Les solutions privilégiées par Rogosin – une énonciation transparente, une économie de moyens derrière laquelle s’efface l’auteur – reconduisent au cinéma l’objectivité de traitement que le photographe avait empruntée à Gustave Flaubert43. L’absence de voix over et d’intertitres introduisant à l’histoire contribue à forger l’illusion d’un accès immédiat à la réalité représentée. Ces choix, qui donnent au film son réalisme, placent en retour le spectateur dans des conditions immersives analogues à celles que l’équipe a connues en amont du tournage. Une heure durant, celui-ci est invité à partager et à témoigner des conditions dans lesquelles vivent les sans-abri de New York. Contre le racisme et toutes les formes d’exclusion qui perdurent ou émergent au lendemain de la Seconde Guerre mondiale, le réalisme constitue, dans la voie de Flaherty et de De Sica44, une expérience de l’altérité.
Lieu de confidence et de sociabilité par excellence (avant de devenir, le soir, un lieu de déchéance), le bar est bien le parlement du sous-prolétariat. Il faut entrer dans le Round House pour que le spectateur entende pour la première fois s’exprimer les Bowery men, avec leur argot, leurs accents et leurs voix nasillardes45. Pour obtenir de la part des acteurs amateurs un jeu « réaliste » et spontané, leurs rôles ont été élaborés en s’inspirant de leur personnalité et de leur psychologie46. Il en est de même des dialogues, dont le contenu est basé sur la vie des acteurs pour libérer un jeu improvisé47. En parlant de ce dont ils ont fait l’expérience au cours de leurs vies, les interprètes sont incités à être eux-mêmes devant la caméra. Ainsi, les discussions de comptoir se déroulant au cours de cette scène gravitent autour d’un sujet – le travail sur les chemins de fer – que Ray Salyer connaît bien pour l’avoir réellement exercé48. La fiction en fera même un lieu commun, dès lors que ce sujet permet à Ray de communiquer avec d’autres hommes. Du cas singulier au groupe, c’est plus largement tout un pan de l’histoire industrielle des Etats-Unis que font remonter ces échanges, depuis l’expropriation des terres des populations indiennes sur lesquelles ont été édifiées les voies ferrées au xixe siècle49 jusqu’à l’exploitation de la main-d’œuvre mal rémunérée50. Ces conditions de travail sont convoquées par les personnages lorsqu’ils évoquent la dangerosité du métier (l’un d’entre eux a failli être tué à cause de négligences de sécurité) et les logements dans les « camps » (camps) où les travailleurs sont cantonnés (un homme se plaint de n’avoir pas reçu de couverture au camp de Monowese).

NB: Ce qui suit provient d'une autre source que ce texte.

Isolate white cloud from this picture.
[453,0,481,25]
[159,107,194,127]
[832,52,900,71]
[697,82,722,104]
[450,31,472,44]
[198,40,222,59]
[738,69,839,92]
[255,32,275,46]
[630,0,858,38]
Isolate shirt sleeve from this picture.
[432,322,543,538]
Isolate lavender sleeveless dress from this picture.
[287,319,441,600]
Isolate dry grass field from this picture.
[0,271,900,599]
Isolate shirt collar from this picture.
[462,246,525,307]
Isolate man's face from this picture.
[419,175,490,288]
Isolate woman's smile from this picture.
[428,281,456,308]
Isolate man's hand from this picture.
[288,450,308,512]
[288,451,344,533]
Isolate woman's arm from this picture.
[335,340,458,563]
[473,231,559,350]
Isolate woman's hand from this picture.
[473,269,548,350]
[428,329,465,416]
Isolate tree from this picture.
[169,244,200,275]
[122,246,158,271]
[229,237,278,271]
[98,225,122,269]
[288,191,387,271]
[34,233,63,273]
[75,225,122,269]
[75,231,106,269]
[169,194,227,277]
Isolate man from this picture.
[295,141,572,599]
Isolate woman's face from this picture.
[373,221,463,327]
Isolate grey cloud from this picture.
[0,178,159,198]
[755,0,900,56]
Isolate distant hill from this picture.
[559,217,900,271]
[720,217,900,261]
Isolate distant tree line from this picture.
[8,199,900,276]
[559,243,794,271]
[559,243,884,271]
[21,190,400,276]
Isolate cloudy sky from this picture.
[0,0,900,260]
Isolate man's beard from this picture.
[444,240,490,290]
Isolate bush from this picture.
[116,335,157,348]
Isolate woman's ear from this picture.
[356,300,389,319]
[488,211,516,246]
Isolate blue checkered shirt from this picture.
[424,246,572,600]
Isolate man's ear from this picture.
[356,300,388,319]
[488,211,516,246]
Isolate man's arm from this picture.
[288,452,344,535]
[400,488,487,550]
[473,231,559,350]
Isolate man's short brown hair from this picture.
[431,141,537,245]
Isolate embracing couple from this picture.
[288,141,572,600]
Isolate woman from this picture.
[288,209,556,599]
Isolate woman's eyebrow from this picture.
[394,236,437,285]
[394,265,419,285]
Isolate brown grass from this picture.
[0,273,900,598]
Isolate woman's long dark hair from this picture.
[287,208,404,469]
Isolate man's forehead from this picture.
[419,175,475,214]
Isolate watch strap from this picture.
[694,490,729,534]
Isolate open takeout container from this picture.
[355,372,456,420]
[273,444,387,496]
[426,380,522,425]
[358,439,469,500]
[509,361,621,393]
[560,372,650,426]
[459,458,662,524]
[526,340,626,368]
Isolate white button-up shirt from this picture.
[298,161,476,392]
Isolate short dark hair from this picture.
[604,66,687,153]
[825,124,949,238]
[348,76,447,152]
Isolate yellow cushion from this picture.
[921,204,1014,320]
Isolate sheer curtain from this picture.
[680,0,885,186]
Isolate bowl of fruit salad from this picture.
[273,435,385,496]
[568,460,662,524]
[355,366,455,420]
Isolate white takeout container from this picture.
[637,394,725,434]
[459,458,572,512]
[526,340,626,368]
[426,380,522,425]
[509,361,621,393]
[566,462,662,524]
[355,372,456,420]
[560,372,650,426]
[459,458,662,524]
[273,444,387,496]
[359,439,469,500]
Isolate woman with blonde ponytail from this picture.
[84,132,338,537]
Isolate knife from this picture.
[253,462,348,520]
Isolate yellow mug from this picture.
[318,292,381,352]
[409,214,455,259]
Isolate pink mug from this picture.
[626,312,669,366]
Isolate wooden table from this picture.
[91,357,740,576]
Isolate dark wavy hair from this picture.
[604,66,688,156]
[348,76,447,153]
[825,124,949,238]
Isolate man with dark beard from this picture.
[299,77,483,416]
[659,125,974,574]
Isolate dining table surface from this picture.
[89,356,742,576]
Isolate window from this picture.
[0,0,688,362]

Outre les indications sociologiques et biographiques que transporte la fiction, la mise en scène fait ressortir la naïveté de Ray, un trait qu’il partage avec Zacharia (Come Back, Africa), cet autre protagoniste inséré au sein d’un environnement étranger. Depuis Les Tricheurs de Caravage51, l’ingénu dupé par des hommes aguerris est un thème bien connu de la peinture de genre52. Avec sa valise, le nouveau venu est rapidement repéré par ceux qui sont familiers du quartier. Pris au piège à l’instant même où il entre dans le bar, Ray est abordé dans le seul but de boire à ses frais. Les regards complices que s’échangent à son insu les ivrognes ne font pas de doute sur leurs intentions (fig. 14-15).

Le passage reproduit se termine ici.